The county will pay Pacific Health up to $85,000 to prepare a request for qualifications and proposals from potential partners for primary care and specialty care services. No one has said whether an outside organization would operate existing county clinics or make other arrangements for delivering services.
Leslie McGowan, chief executive officer of Livingston Community Health, said earlier Tuesday the nonprofit will look carefully at a request for proposals from the county for clinical services.
“I think there are a lot of ideas out there,” McGowan said. “We are really interested in being part of the conversation and part of the solution.”
The nonprofit with a $20 million annual budget and 200 employees has health centers in Livingston, Hilmar, Delhi, Patterson and Waterford. Its clinics offer dental services in addition to primary health care. Clinic appointments are scheduled until 7 or 8 p.m. some days in Livingston and Hilmar.
McGowan said Livingston’s six clinics combined handled 78,000 visits last year compared with the Health Services Agency’s 80,000 primary care visits. Livingston’s chief medical officer, Glen Villanueva, was formerly director of Stanislaus County’s medical office in Ceres.
Livingston would want to work with the current physicians who care for patients at the Stanislaus health clinics, McGowan said. “We would definitely want see continuity of care by keeping those physicians in place,” she said.

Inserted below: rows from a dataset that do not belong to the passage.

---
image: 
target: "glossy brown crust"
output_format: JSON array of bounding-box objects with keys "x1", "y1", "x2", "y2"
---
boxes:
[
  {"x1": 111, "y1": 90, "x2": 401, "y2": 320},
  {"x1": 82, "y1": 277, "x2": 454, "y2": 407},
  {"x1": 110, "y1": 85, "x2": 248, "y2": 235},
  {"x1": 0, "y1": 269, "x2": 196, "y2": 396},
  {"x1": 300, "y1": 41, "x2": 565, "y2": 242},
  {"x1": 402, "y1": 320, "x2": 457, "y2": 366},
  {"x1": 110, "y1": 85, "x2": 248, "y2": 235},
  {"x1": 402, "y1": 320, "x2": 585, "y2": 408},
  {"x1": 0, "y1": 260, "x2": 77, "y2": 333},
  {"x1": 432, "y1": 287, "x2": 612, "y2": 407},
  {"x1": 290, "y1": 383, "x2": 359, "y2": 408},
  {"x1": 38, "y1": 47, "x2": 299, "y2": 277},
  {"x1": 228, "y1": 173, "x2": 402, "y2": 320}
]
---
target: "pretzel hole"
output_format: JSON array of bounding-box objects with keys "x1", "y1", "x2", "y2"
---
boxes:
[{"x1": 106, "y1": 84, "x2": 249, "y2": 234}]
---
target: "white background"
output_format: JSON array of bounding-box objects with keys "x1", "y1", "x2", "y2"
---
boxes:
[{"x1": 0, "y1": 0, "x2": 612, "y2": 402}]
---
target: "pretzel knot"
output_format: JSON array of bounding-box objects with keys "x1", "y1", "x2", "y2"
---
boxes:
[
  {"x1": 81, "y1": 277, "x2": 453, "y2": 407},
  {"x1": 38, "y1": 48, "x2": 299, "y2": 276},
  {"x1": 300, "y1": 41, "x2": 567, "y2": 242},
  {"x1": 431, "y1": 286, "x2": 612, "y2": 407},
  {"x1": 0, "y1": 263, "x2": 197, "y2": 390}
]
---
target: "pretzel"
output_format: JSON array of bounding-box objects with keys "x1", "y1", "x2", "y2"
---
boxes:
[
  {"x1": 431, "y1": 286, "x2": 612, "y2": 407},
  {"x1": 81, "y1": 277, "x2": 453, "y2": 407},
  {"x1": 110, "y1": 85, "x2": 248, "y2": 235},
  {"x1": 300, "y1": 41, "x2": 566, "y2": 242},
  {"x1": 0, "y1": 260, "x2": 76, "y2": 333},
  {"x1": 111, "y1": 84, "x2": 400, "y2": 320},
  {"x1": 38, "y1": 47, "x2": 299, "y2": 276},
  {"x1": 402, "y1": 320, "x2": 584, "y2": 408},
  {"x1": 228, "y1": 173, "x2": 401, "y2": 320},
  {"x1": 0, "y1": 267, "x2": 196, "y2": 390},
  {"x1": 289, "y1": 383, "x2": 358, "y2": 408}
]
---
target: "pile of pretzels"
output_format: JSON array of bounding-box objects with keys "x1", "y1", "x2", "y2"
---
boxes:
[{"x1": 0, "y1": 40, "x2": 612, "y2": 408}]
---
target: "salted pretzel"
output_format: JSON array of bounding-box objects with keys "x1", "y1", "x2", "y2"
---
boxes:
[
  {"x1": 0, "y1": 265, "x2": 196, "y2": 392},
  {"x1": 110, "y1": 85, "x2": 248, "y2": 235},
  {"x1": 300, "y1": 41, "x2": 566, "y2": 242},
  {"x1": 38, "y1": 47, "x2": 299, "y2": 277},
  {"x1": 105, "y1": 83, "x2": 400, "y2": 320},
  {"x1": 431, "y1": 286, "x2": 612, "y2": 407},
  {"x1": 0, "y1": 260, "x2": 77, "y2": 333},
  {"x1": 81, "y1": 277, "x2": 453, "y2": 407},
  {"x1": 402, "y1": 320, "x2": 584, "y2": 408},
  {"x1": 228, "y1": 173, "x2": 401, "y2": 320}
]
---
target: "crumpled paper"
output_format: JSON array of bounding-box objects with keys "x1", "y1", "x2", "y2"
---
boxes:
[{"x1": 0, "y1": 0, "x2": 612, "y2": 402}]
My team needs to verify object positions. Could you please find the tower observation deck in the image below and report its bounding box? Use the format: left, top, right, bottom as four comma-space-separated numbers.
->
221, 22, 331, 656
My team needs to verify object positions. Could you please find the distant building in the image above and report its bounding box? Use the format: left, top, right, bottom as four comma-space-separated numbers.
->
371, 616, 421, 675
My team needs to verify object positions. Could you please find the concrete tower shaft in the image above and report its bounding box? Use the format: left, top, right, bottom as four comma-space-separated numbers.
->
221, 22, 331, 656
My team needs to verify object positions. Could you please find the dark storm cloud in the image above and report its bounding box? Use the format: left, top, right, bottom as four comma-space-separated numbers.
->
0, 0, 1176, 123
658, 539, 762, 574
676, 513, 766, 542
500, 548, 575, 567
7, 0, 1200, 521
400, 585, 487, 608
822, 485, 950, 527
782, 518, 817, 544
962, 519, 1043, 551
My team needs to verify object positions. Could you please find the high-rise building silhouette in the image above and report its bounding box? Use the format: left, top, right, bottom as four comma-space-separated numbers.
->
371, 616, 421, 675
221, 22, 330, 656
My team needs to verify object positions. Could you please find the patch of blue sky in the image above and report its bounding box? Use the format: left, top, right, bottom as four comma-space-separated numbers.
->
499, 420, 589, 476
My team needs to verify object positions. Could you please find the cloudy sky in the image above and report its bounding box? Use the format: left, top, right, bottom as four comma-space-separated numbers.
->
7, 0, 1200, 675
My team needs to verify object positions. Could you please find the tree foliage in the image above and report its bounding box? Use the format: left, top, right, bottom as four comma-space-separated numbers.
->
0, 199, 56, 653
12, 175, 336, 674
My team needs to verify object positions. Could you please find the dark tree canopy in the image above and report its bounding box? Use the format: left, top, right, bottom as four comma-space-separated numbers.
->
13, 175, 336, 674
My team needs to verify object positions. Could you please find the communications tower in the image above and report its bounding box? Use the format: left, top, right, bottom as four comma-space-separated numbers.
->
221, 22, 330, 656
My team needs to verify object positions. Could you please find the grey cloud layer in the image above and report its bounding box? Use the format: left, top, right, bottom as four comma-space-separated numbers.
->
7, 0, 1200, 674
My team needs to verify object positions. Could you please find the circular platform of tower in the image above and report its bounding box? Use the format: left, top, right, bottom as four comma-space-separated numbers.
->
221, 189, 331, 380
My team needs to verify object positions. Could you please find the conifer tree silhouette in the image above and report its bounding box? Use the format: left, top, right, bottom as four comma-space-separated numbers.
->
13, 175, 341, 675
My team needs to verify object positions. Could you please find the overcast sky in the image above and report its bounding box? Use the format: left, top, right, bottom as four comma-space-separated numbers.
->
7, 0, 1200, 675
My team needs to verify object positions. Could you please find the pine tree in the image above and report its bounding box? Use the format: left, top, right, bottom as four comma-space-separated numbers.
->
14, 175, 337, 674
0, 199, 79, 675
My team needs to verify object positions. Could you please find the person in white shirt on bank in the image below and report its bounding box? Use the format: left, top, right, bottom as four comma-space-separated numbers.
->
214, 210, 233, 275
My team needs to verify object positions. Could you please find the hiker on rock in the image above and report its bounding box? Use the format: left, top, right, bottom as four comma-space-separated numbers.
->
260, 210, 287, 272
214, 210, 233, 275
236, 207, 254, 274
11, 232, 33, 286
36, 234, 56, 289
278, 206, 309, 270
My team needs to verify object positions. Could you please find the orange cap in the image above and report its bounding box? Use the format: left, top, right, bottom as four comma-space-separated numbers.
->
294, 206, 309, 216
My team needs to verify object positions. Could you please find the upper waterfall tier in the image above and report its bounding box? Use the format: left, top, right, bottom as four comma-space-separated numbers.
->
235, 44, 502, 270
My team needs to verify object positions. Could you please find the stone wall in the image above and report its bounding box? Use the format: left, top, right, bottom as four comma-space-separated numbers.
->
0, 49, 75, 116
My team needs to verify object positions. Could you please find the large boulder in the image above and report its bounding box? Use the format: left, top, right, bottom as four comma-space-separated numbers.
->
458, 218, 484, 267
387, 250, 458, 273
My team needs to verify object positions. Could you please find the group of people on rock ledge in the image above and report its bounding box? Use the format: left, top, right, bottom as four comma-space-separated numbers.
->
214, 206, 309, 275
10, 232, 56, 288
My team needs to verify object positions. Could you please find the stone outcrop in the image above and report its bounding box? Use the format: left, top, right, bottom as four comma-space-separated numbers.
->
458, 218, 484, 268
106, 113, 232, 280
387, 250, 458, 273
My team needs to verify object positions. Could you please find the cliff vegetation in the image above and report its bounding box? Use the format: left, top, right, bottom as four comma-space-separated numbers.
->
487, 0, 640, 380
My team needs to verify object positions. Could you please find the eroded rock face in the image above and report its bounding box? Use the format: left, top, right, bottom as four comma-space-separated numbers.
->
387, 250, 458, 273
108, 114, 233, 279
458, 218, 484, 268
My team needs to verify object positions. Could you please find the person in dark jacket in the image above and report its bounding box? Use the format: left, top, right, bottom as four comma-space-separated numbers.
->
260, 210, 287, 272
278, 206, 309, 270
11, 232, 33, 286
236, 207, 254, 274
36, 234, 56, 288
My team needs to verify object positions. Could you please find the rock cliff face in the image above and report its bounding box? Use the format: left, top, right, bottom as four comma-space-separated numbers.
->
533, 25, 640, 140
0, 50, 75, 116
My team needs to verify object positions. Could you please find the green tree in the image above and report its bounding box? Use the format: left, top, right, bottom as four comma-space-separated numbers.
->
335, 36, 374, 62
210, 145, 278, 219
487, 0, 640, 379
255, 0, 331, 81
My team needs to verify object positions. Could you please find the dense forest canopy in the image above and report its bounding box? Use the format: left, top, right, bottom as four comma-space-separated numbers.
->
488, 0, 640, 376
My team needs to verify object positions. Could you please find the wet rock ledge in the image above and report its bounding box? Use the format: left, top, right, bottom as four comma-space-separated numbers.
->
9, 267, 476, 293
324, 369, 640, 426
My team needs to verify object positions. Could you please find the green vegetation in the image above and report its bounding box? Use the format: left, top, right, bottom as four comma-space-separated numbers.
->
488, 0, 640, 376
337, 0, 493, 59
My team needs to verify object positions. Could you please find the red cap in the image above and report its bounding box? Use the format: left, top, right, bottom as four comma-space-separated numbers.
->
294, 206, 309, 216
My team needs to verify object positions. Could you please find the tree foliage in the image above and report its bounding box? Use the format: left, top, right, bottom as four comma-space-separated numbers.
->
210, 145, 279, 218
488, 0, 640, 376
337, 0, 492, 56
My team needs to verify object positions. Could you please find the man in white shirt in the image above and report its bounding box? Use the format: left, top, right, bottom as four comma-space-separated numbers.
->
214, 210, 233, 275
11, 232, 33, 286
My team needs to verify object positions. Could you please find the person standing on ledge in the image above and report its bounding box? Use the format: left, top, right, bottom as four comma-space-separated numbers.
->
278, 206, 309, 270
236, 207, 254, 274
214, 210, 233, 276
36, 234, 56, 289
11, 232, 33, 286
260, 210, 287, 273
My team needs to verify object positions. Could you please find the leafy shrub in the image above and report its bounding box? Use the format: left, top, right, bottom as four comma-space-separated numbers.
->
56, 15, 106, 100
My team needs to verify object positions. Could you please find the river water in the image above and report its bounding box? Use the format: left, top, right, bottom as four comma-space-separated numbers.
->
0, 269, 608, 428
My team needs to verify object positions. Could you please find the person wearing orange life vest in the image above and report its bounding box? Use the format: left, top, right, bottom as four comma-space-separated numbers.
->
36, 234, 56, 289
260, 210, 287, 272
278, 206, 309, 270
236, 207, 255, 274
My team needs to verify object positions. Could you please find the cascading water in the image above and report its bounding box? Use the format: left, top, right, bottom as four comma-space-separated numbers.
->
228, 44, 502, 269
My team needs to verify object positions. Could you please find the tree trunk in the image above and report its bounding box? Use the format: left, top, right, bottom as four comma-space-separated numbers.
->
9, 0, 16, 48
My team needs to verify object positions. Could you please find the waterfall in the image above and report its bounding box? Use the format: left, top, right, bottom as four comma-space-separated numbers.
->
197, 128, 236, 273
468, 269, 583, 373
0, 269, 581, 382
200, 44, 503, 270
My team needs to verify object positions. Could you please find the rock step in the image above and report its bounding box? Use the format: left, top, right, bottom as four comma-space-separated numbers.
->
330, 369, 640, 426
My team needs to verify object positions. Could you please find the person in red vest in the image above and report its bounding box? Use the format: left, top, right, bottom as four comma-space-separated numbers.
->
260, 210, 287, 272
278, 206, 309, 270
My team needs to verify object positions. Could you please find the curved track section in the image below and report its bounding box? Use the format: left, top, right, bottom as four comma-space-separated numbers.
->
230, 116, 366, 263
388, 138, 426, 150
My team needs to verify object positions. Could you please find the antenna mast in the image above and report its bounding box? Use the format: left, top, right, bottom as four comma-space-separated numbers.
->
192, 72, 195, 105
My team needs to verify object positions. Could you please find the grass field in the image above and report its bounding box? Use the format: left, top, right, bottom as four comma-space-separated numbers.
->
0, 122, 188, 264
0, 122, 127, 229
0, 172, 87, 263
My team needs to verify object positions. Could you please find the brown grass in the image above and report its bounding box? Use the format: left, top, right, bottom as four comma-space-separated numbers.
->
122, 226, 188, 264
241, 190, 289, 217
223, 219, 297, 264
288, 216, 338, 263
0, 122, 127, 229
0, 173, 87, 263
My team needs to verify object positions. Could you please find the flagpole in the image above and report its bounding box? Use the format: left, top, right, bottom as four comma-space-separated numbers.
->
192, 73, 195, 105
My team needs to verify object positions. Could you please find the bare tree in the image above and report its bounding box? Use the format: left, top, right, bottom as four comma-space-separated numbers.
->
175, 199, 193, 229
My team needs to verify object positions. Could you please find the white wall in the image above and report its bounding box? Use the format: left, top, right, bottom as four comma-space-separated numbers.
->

Jeffrey Lewis, president of the Legacy Health Endowment in Turlock, said an outsourcing agreement with one or more nonprofits could bring operational efficiency and more services to the county clinics, such as dental care and evening hours.
“The county has reached the point where they are likely frustrated by the costs of operating the clinics and whether the amount they are spending could be more effectively allocated,” said Lewis, who was interviewed by Pacific Health.
Under an outsourcing arrangement, the Health Services Agency could limit its role to conducting annual reviews on patient outcomes and chronic disease care, Lewis suggested.